Notice how the following two statements have different parameters but return the same result.

np.arange(-5, 6, 1.0)

array([-5., -4., -3., -2., -1.,  0.,  1.,  2.,  3.,  4.,  5.])

np.linspace(-5, 5, 11)

array([-5., -4., -3., -2., -1.,  0.,  1.,  2.,  3.,  4.,  5.])

Matrices

Arrays are not limited to one dimension (i.e. vectors) but can also be used to define matrices. For example, we define a \(3\times 3\) matrix A and a \(3\times 1\) vector b (the right-hand side of a linear system).

A = np.array([[2, 1, 3],
              [4, 3, 2],
              [1, 2, 2]], dtype=float)
              
b = np.array([34, 46, 26], dtype=float)

Elementwise multiplication can be performed with * as normal and matrix multiplication by @:

# Computations with matrices
print(A*A)  
print(A@A)
print(A@b)

[[ 4.  1.  9.]
 [16.  9.  4.]
 [ 1.  4.  4.]]
[[11. 11. 14.]
 [22. 17. 22.]
 [12. 11. 11.]]
[192. 326. 178.]

As one final example of just some of the functionality of numpy we demonstrate its ability to solve linear systems. Consider the following system of linear equations:

\[ \begin{aligned} 2x + y + 3z & = 34 \\ 4x + 3y + 3z & = 46 \\ x + 2y + 2z & = 26. \end{aligned} \]

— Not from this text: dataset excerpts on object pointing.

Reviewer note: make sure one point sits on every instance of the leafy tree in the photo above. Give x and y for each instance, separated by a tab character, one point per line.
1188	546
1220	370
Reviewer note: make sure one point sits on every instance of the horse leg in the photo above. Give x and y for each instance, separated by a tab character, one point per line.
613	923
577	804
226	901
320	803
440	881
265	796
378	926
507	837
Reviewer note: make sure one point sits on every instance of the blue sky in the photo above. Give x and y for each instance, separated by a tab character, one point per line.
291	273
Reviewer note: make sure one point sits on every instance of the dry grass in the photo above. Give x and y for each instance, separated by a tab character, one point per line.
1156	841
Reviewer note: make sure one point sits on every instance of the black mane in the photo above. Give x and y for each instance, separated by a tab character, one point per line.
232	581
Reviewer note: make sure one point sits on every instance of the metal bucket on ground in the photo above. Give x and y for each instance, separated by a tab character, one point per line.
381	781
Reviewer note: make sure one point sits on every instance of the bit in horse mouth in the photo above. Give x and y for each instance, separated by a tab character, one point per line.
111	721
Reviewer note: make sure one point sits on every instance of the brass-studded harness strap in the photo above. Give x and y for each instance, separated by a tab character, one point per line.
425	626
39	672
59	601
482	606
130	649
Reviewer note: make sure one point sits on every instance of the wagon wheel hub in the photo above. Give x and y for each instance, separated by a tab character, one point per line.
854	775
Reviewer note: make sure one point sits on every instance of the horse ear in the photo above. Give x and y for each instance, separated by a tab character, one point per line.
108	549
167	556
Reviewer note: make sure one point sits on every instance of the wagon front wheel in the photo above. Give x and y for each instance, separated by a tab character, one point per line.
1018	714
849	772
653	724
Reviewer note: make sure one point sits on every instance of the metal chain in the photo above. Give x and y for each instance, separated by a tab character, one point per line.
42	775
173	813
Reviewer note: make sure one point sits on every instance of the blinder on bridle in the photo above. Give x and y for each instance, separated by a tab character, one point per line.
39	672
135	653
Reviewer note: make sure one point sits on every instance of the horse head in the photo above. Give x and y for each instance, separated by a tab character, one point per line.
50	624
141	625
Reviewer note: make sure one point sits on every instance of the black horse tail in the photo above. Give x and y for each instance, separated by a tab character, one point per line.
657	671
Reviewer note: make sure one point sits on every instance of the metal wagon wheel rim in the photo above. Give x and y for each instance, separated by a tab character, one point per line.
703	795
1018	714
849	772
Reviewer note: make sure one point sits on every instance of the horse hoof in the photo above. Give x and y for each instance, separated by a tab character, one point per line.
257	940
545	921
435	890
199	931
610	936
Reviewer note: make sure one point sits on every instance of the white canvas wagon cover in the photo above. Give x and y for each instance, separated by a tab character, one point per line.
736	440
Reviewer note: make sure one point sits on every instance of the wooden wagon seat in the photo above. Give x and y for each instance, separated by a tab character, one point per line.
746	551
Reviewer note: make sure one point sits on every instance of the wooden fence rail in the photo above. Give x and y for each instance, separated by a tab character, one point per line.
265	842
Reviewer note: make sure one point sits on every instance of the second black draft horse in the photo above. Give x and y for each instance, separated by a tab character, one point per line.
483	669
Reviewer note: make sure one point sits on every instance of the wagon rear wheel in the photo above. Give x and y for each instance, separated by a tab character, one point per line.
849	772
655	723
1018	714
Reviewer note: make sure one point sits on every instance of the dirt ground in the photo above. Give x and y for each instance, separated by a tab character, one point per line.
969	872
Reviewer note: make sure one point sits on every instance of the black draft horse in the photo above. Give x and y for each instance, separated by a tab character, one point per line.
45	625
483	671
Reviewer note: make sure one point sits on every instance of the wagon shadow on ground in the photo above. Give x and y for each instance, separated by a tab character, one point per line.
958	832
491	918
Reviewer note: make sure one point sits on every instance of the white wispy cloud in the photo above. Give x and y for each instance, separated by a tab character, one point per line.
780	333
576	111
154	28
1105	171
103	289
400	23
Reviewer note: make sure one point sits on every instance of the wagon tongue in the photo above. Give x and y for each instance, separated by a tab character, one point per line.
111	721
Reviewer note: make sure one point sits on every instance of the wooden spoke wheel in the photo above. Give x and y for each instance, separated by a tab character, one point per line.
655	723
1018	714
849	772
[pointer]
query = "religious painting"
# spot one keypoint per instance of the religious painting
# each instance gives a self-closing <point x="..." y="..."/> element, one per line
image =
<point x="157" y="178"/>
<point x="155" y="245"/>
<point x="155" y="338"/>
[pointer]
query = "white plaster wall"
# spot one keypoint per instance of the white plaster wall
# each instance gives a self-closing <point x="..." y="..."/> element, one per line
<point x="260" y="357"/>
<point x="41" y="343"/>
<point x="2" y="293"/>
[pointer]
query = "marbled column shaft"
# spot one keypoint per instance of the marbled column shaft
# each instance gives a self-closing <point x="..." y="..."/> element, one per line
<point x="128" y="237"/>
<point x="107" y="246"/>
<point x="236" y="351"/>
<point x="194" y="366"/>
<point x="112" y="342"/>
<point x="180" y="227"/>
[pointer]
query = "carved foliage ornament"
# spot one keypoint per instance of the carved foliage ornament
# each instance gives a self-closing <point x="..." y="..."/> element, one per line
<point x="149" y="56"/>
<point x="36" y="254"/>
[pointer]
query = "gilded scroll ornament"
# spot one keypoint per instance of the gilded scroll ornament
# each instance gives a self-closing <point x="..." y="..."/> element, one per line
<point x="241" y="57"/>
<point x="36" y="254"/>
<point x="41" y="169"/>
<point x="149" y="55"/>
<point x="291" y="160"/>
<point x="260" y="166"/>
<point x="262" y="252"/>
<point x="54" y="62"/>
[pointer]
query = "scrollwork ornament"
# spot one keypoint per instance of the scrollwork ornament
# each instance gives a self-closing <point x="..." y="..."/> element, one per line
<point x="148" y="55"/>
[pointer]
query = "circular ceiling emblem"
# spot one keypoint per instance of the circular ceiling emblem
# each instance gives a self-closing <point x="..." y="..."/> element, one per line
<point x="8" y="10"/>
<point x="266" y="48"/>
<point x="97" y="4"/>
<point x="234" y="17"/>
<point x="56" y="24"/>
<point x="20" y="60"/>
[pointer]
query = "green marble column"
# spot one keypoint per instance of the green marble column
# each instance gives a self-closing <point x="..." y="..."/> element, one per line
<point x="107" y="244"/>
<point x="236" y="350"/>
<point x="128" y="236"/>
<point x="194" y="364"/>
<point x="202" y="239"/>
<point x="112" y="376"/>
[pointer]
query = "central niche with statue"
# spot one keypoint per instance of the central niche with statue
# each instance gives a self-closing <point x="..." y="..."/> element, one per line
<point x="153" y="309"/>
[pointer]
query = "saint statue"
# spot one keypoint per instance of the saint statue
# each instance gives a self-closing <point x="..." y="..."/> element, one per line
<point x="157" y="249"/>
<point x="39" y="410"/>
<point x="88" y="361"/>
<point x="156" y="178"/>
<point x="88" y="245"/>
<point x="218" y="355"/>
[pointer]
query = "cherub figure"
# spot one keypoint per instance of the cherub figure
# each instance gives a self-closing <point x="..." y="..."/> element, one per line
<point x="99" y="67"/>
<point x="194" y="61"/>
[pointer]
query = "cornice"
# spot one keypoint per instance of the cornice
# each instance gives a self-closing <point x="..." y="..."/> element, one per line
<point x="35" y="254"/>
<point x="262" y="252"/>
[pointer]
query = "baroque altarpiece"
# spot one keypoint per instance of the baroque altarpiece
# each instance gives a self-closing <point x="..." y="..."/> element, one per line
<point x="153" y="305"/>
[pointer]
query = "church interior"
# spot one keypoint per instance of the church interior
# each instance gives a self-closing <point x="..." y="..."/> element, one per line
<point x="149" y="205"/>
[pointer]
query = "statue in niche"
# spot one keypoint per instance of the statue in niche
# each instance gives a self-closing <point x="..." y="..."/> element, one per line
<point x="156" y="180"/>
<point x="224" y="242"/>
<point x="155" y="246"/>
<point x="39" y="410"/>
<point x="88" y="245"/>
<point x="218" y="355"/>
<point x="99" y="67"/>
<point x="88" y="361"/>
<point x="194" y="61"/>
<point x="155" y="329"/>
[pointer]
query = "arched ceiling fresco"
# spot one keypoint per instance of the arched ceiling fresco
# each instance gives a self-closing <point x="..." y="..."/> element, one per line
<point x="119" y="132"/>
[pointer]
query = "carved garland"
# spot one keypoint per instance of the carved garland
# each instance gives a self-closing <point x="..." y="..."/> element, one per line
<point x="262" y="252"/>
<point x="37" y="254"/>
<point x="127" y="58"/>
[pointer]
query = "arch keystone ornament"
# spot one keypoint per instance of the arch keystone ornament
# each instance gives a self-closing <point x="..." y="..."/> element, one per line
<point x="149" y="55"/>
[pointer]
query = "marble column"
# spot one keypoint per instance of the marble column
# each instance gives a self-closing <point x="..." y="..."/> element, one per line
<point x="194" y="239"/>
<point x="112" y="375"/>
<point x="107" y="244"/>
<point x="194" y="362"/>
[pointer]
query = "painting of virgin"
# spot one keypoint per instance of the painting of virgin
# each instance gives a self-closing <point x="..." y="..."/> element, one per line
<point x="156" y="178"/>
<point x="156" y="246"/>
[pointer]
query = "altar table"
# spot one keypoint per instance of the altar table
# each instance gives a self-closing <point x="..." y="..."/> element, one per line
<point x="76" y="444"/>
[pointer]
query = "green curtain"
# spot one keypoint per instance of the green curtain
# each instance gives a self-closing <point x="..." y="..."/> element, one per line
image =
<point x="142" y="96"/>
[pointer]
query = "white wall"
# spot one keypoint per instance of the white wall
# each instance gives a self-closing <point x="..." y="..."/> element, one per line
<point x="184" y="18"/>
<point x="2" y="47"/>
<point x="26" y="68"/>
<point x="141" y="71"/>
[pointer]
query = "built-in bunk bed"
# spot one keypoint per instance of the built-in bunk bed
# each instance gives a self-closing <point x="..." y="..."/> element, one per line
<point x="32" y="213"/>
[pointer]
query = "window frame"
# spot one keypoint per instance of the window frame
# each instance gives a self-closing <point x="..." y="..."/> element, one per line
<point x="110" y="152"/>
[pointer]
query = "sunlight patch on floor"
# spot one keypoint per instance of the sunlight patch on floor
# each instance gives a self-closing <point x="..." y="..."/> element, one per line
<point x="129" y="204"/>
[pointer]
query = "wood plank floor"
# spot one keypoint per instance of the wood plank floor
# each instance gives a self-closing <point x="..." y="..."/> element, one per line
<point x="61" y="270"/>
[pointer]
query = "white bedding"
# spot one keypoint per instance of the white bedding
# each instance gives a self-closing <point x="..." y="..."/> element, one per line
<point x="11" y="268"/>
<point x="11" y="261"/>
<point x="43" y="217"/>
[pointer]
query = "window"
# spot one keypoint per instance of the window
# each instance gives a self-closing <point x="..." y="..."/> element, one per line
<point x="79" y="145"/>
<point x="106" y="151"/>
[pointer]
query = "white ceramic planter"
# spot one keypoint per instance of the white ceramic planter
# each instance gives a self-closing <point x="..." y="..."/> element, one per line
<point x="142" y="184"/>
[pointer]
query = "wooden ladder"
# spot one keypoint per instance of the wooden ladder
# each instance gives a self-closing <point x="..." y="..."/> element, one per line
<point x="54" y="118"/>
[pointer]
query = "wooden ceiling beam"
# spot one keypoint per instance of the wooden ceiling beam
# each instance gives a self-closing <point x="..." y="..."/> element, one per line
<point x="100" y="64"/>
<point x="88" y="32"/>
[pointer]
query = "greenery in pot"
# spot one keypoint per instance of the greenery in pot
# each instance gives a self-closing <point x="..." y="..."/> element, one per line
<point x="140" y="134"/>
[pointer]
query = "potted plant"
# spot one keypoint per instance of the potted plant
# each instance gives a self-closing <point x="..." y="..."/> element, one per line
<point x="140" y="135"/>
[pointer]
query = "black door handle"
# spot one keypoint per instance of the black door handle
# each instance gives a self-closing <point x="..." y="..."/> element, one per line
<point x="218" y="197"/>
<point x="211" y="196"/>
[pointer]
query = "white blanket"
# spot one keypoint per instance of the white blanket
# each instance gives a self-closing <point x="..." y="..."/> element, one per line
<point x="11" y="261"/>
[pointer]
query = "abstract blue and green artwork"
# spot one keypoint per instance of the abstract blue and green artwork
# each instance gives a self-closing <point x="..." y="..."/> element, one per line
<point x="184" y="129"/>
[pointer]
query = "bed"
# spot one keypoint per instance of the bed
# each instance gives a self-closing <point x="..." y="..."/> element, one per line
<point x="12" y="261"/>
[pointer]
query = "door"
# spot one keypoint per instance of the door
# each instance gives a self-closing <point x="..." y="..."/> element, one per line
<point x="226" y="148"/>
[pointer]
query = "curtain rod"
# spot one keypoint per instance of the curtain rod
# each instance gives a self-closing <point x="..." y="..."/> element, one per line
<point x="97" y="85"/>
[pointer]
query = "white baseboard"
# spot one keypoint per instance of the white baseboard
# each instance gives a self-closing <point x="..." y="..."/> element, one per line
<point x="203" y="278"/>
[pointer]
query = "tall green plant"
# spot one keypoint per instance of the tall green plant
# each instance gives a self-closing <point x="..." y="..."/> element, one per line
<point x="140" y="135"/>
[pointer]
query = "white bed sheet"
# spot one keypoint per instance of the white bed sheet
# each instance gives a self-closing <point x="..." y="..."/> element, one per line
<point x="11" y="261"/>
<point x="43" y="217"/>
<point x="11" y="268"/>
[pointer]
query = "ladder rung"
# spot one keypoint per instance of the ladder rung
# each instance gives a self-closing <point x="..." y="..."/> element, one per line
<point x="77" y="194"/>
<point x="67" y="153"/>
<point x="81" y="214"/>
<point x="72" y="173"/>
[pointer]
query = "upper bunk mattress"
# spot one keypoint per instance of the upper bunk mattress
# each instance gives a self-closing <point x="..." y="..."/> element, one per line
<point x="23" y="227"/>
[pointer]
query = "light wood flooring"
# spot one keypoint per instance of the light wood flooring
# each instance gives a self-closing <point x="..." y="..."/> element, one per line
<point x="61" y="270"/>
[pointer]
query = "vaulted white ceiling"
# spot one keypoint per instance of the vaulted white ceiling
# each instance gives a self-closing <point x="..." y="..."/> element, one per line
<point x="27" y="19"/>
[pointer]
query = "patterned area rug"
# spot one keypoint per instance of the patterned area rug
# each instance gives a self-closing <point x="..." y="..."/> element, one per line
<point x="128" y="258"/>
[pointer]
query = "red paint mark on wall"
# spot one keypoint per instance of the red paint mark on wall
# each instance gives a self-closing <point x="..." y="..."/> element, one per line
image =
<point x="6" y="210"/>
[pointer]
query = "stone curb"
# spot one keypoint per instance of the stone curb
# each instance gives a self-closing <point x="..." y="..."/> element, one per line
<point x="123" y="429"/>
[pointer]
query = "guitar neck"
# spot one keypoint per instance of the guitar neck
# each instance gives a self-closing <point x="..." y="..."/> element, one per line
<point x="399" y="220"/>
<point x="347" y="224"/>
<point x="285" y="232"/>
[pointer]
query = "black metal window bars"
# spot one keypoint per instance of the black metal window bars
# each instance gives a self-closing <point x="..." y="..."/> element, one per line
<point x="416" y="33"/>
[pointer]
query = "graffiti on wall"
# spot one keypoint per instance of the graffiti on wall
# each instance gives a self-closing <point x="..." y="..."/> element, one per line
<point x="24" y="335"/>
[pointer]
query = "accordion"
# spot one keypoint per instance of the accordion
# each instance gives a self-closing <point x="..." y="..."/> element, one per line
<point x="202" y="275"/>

To find solutions \(x\), \(y\) and \(z\) we can use the np.linalg.solve function:

A = np.array([[2, 1, 3],
              [4, 3, 2],
              [1, 2, 2]], dtype=float)

b = np.array([34, 46, 26], dtype=float)

# Task 2
x = np.linalg.solve(A, b)
print(f"x: {x[0]:.1f}, y: {x[1]:.1f}, z: {x[2]:.1f}")

# Task 3
print(f"Verification passed: {np.allclose(A @ x, b)}")

# Bonus
x_inv = np.linalg.inv(A) @ b
print(f"Via inverse — x: {x_inv[0]:.1f}, y: {x_inv[1]:.1f}, z: {x_inv[2]:.1f}")

x: 5.4, y: 3.8, z: 6.5
Verification passed: True
Via inverse — x: 5.4, y: 3.8, z: 6.5

Parting Message

This note is only scratching the surface of what we can do with python but thankfully, you never need to remember everything! Part of being a data scientist is becoming efficient at reading and understanding new code quickly. Never prioritize memorizing code, prioritize writing code and, more importantly, using code to solve problems. Programming is a tool you sharpen through application!